If you are an investment adviser to private investors, you will know that one of the most common problems you face is to convince your clients to invest more in equities – especially if they are older. Investing too defensively has significant long-term consequences in the form of lower retirement savings and an increased likelihood of running out of money during retirement.
Back in my days in wealth management I sometimes asked a room full of clients to raise their hands if they think equities are riskier than real estate. Then I asked them to raise their hands if they thought real estate or equity investments had a higher return.
Apart from the real estate crash of 2007 to 2009, the majority of people said that equities were riskier than real estate, but real estate was more profitable than equities. But if you think about it, it will mean that by investing in real estate, you can systematically get higher returns for lower risk. Why bother with equities then?
The chart below is from a study by researchers from the University of Hong Kong. It shows the perceived risk and return for different asset classes on the left and the true risk and return on the right. Note the odd position of gold and real estate in the left-hand chart. Not only do private investors believe that real estate is superior to equities, but they also believe that gold has about the same returns as stocks but is much less risky.
Investor beliefs about asset classes (left) and the true risk and return trade-off (right)
Source: Jo et al. (2022)
Of course, if people think that real estate and gold are so much better than stocks, it is no wonder they are reducing their equity investments in favour of both real estate and gold. But a look at the right-hand chart above, it is clear that this roughly halves the expected return of the investments that have been moved from equities to real estate or gold.
There are many reasons why private investors perceive real estate as less risky than equities. One is the lack of daily pricing. People simply don’t see the daily fluctuation in the price of their property investments, but they do see the daily fluctuations of stocks in their portfolios. But they can also see the daily fluctuations of the price of gold, yet they still feel gold is less risky than and as profitable as equity investments.
The study I mentioned above investigated this phenomenon a bit deeper and found that the key problem is not the perception of risk which is only slightly misaligned. Instead, it is the belief that riskier assets have lower returns. Private investors vastly underestimate the true returns of highly volatile investments because they viscerally feel the losses in a bear market, but they don’t enjoy the gains in a bull market that much. Once again, it is loss aversion and prospect theory that explains the misalignment of investor beliefs.
The risk-return trade-off as perceived by investors
Source: Jo et al. (2022)
But if investors are roughly correct in their perceptions of the relative risks of different asset classes but underestimate returns, I wonder if the industry is doing the right thing when it focuses heavily on educating private investors about the long-term risks of equities. One of the most common approaches to convince investors to increase their equity allocation is to preach about “equities for the long run” and how the probability of losing money declines over time (which, by the way, is not necessarily true as I discuss here).
But maybe we should put more emphasis on educating private investors about returns and especially the relative returns between asset classes?
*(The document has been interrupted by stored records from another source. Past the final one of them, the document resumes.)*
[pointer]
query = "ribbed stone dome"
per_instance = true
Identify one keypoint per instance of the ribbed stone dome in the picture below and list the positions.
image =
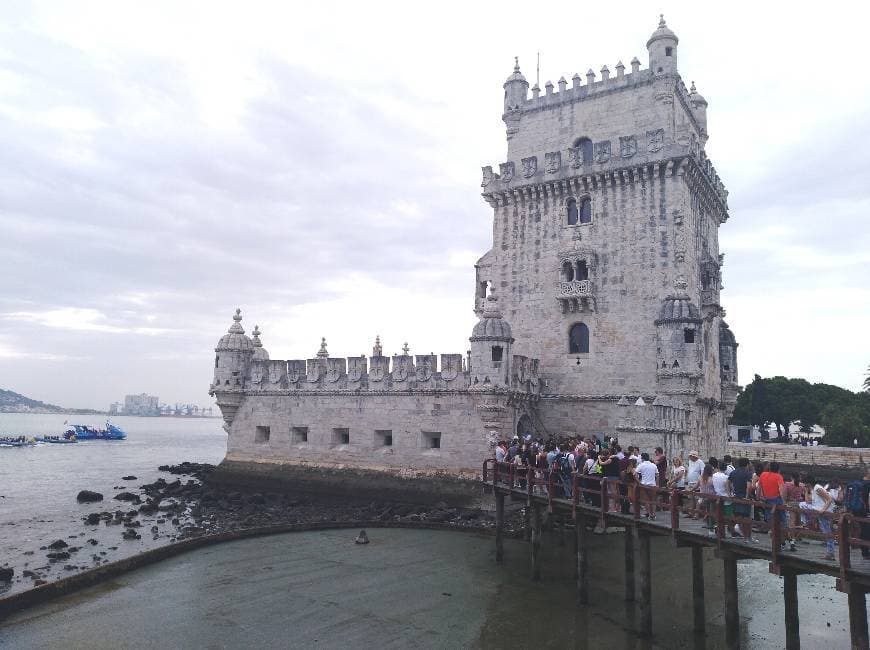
(662, 32)
(492, 325)
(260, 353)
(678, 309)
(235, 338)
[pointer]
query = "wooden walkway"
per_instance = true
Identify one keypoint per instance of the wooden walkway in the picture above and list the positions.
(599, 503)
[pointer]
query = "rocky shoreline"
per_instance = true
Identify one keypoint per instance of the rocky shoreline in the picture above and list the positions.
(187, 505)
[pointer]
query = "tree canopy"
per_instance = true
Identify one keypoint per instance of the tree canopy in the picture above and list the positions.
(781, 401)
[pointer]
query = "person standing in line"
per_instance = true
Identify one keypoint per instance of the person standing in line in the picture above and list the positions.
(772, 487)
(741, 486)
(821, 502)
(722, 488)
(694, 470)
(648, 473)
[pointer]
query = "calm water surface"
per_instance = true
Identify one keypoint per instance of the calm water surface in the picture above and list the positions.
(489, 607)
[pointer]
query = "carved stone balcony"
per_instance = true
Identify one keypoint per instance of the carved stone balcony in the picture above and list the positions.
(574, 289)
(575, 296)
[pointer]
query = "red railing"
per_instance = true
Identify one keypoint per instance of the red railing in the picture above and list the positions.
(611, 496)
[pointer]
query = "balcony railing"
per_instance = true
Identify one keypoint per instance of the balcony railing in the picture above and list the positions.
(574, 289)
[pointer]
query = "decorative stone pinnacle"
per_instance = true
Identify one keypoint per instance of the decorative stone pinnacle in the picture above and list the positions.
(236, 327)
Just a thought…
Klement, Tell me you aren’t ashamed of yourself. Real estate as an asset class is “normally” valued based on the buy/sell ratio normalized by years held. Excluding income and as the other commenter said, excluding leverage. Whereas the point of real estate is that it pays for itself. It pays its mortgage down to zero thus ultimately its cost was only the down payment, which itself can be zero (e.g., 20% seller financed). And it pays the owner continuously, so you can go buy more properties, or retire early. Plus it reduces your taxes potentially to below zero with depreciation. Selling it on the last day is not necessarily the entire value of the whole proposition. An investor buying a retirement income might reasonably not care at all about the selling price, so long as the thing keeps paying income forever during life. An indexing argument, TomVeatch.com/re, suggests 85% of wealth should be held in the form of real estate. The indexing argument has come to thoroughly dominate the stock market but is curiously (self-servingly) ignored in discussing the relative investment value of stocks and real estate. The stock flogging consultancy industry represents falsely and repeatedly (as you have done in this posting) that real estate as an investment is inferior to stocks. Which it is, only if you take out the income and the leverage and the depreciation. Which is stupid, or misleading, or criminally fraudulent. So please acknowledge that in this posting, which amounts to a one sided and false polemic against real estate, you have removed its important benefits from the argument, and misled your audience from seeing the important generalization, the truth itself: that which would direct their lifetime of effort and saving to their own greatest long term benefit, rather than to the benefit of the stock selling financial industry.
Or tell me why I am wrong. I’ve stated it strongly but I’d be happy to be wrong — I’d like to know it!
Thanks for sharing that study. Your article is as educating as usual.
One more thought/question: I agree that investment advisors should focus their efforts on (generally speaking) getting the most for the client. What is the right way, when I really educated my client correctly and he or she is still not convinced? Is it the duty of the advisor to fullfill the ‚mistaken‘ plan, knowing up front that it’s probably not going to work out? Should we argue further at the risk of losing the client?
I am of the opinion that after having advised the client our duty is done. If she decides not to listen, that‘s on her. But often I feel very alone with this view (in opposition to some/many advisors giving the client whatever she wants to hear…).